Before She Ignites (Fallen Isles Trilogy #1)(55)
Hurrok spoke slowly, like he was attempting to communicate with someone very stupid. “I said I tried to kill Mira Minkoba once. That’s how I ended up here.”
“Why?” The question fell out of my mouth, but maybe I didn’t want to know.
“She ruined my life!”
I couldn’t see him from my position, but still I pressed my face to the bars of my cell and peered down the hall. “How?” Five heartbeats raced in my ears, loud. Painful.
“You don’t have to humor this waste of breath.” Gerel looked as though she might crush the cell bars with her bare hands.
::Gerel is right,:: Aaru added. ::He doesn’t mean you. He means the Hopebearer.::
“I wanted her dead!”
A faint cry of hysteria escaped, and I shuddered, but Gerel didn’t notice. She was too busy attempting to break down the door, though I couldn’t imagine why. She didn’t like the Mira Treaty me or the me she thought she knew.
“I hate her,” said the screaming man. He sucked in a noisy breath. “I tried to sneak into her house a year ago. It’s up there in Crescent Prominence, where the Luminary Council lives. She lives there, too, like she’s someone important. She was getting ready for a party. I could see her through her window. Through the open door of her dressing room, where that woman was helping her.”

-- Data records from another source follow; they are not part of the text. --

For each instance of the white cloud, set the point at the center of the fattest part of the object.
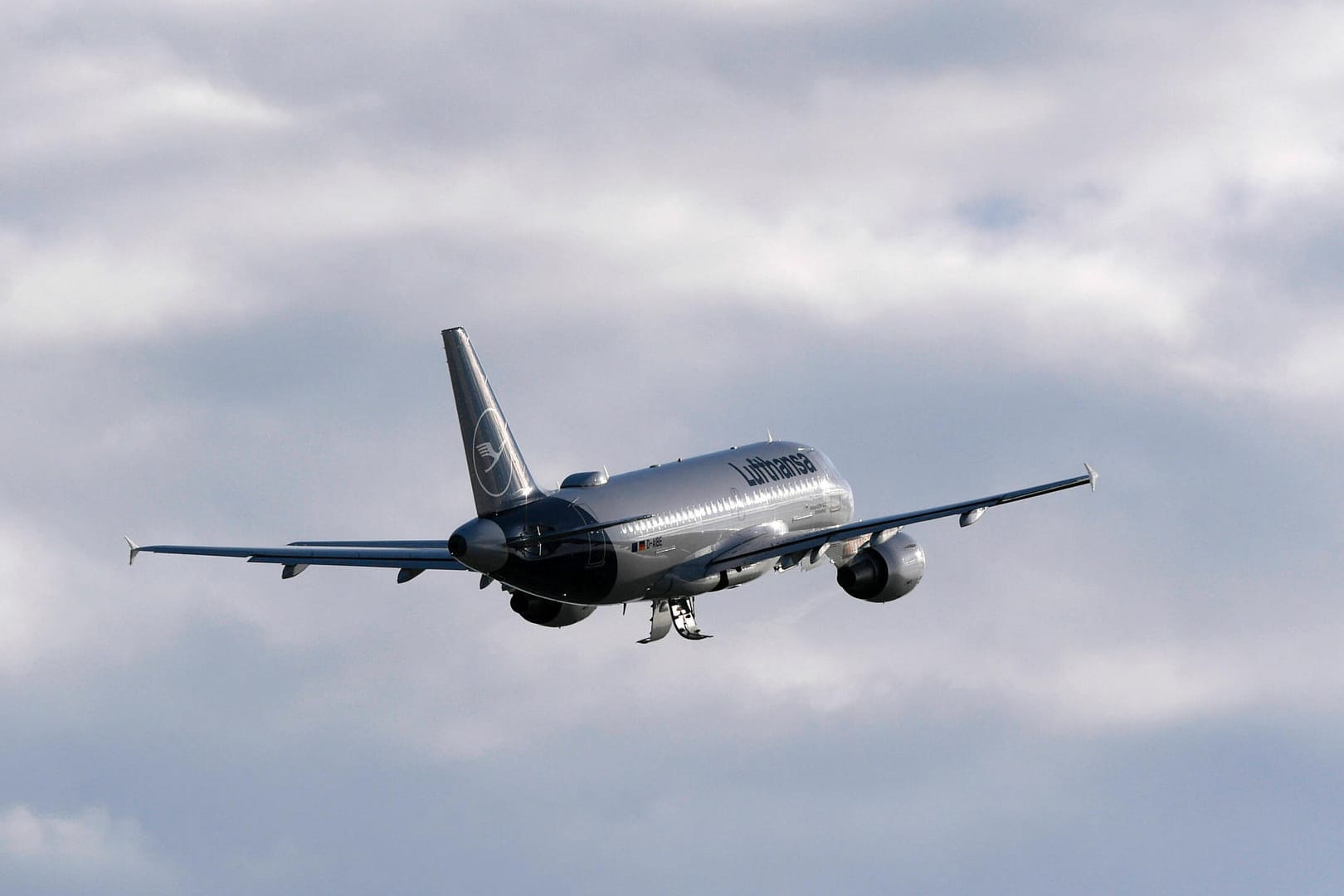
(88, 848)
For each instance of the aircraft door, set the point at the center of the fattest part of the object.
(596, 539)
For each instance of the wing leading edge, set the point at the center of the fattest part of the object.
(754, 551)
(401, 555)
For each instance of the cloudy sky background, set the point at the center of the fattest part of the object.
(960, 247)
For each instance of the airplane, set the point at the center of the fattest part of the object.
(663, 535)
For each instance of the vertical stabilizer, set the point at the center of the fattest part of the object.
(499, 476)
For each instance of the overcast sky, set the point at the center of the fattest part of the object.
(960, 247)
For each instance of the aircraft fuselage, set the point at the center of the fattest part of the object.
(695, 504)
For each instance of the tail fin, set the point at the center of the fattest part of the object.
(499, 476)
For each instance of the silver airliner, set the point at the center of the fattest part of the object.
(663, 535)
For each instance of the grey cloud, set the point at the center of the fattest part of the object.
(667, 231)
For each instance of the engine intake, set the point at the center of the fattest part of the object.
(553, 614)
(884, 571)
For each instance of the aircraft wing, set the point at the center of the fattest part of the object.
(411, 558)
(758, 548)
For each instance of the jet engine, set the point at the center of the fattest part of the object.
(884, 570)
(553, 614)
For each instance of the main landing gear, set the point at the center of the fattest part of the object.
(674, 611)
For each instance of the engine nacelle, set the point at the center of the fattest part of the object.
(884, 571)
(553, 614)
(480, 546)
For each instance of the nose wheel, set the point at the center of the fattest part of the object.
(674, 613)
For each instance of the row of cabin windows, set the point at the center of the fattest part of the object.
(724, 505)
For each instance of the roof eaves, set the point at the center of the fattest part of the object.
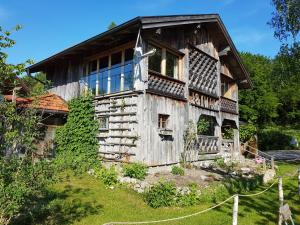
(115, 29)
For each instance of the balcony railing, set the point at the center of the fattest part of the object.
(110, 80)
(228, 105)
(227, 145)
(206, 144)
(164, 85)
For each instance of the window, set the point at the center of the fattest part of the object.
(163, 121)
(92, 76)
(206, 125)
(163, 61)
(103, 74)
(128, 68)
(115, 72)
(155, 60)
(171, 65)
(103, 123)
(93, 66)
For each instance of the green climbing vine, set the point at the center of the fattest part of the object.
(77, 145)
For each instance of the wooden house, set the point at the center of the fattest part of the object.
(151, 77)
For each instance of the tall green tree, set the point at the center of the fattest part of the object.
(286, 19)
(258, 105)
(286, 83)
(9, 72)
(22, 180)
(111, 25)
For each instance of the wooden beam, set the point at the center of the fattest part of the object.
(224, 52)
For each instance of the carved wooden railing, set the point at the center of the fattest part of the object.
(203, 101)
(206, 144)
(202, 71)
(164, 85)
(227, 145)
(228, 105)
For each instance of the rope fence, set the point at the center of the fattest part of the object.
(235, 207)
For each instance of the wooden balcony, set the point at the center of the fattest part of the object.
(165, 86)
(206, 144)
(227, 145)
(228, 105)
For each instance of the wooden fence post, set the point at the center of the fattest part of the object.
(272, 163)
(299, 182)
(280, 193)
(235, 210)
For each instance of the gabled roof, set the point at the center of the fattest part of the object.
(48, 102)
(148, 22)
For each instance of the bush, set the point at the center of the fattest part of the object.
(161, 194)
(176, 170)
(109, 176)
(135, 170)
(190, 198)
(243, 184)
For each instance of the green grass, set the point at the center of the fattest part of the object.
(84, 200)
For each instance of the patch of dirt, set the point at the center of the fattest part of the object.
(198, 176)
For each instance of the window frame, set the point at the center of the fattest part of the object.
(163, 121)
(122, 49)
(106, 128)
(163, 65)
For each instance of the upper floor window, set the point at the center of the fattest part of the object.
(109, 73)
(164, 62)
(155, 60)
(163, 120)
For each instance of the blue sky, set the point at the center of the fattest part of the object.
(53, 25)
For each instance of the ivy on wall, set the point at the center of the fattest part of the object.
(77, 145)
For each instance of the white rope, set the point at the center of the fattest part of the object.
(193, 214)
(259, 193)
(172, 219)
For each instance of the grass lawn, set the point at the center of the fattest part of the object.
(87, 201)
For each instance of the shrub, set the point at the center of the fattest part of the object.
(135, 170)
(247, 132)
(109, 176)
(176, 170)
(190, 198)
(161, 194)
(243, 184)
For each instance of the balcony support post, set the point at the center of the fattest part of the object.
(122, 82)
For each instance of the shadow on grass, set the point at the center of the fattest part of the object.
(60, 208)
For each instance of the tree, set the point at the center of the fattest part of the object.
(9, 72)
(286, 82)
(286, 19)
(22, 179)
(259, 104)
(111, 25)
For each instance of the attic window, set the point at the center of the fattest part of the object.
(103, 123)
(163, 121)
(164, 61)
(155, 60)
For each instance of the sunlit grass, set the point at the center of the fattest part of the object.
(91, 202)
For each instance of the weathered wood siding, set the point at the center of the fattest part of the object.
(159, 149)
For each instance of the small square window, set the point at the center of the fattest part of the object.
(163, 120)
(103, 123)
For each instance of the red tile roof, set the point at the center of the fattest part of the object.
(51, 102)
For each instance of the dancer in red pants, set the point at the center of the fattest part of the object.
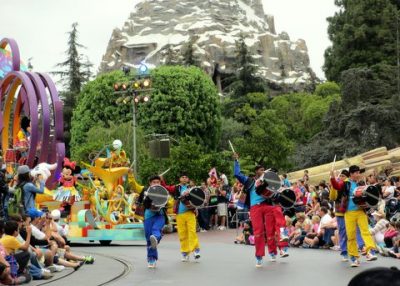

As he described it, I could envision myself sitting at the dressing table with Krasimir brushing cosmetics across my face. The screaming man was right. He could have seen me through the window if the dressing room door was open.
Another shudder rippled through me.
“I had an arrow dipped in poison. I was ready to do it.”
My heart hammered against my chest. A hundred times. A thousand times. It ached. I didn’t want to hear how he’d almost killed me, but I couldn’t lift my voice to tell him to be quiet. I couldn’t gather enough breath.
“Just as I’d nocked the arrow, her Hartan guard dog came into the bedroom. He slammed the dressing room door shut and he came at me. I tried to shoot him instead, but he threw something at me and knocked me off the window ledge. Next thing I knew, I was on trial and sent here.”
I remembered that day. I’d been preparing for a charity ball at Councilor Elbena’s mansion. The money was going to benefit research into the ancient ruins across the islands. My dress had been long, layered, golden, and trimmed in topaz. Krasimir had done my hair in a series of loops and braids, adding strings of crystal so that I sparkled. I’d never felt more beautiful.
Then the door had shut with a bang. Krasimir had been so surprised she smeared the line across my eye. She’d muttered about having to start over. But thirteen minutes later, the door opened again and Father stood there, impeccably dressed and brooding. The ball was off. Crescent Prominence was on lockdown for the rest of the night. Half the regular guards had been fired from their positions.
My questions about why had been ignored, and though I’d mourned the loss of that charity ball, others had followed and I had mostly forgotten about it.
Until now.
Until Hurrok described how he’d tried to assassinate me in my bedroom. Just like that man when I was little. And how many others had there been? How many times had Hristo saved my life and not told me?
I was on the floor, shaking. My whole body trembled against the memory and I knew I was making a scene, but I couldn’t stop imagining person after person sneaking into my bedroom, wanting to kill me. Hristo always acted like he wasn’t really necessary, but secretly . . .
Maybe Mother had forbidden him from saying anything. That was something she would do, but why had Hristo obeyed? He was supposed to be my friend, the person I trusted above all others, and surely I deserved the truth.
“Are you all right?” Gerel snapped her fingers at me. “Get up.”
Still trembling, I forced myself to my feet. “I’m fine. I just hadn’t realized—”
“What?” She scowled like I was a worm in her salad. “Didn’t you realize what kind of monsters you’re trapped in here with?”
“We’re all monsters,” added the screaming man. “Every one of us.”
I closed my eyes and took three steps back from the door. My heel bumped the sewage hole lid. “I’d like to go to bed now.”
“Someone is testy tonight,” Gerel muttered.
“Someone gets that way when other people casually talk about trying to commit murder.” A strange venom laced my tone.
Gerel stared at me.
The screaming man was quiet.
Chenda watched me from her cell.
And Aaru? Who could tell with him. As always, he was the very absence of sound.
Then, footfalls stormed into the cellblock. Three guards. Maybe four. Noorestones flared bright, blinding, making me squint. Through the cacophony of boots pounding on the stone, a voice rose above the others.
“Mira!” Altan’s voice. “It’s time to answer more questions.”
Cold terror touched my heart, and I couldn’t forget the truth: no matter how terrible the prisoners were, the guards were worse.
CHAPTER SEVENTEEN
ALTAN HAD QUESTIONS.
More questions.
Hope died inside me as he halted at my cell, twisted his key in the lock, and threw open the door. “Let’s go.”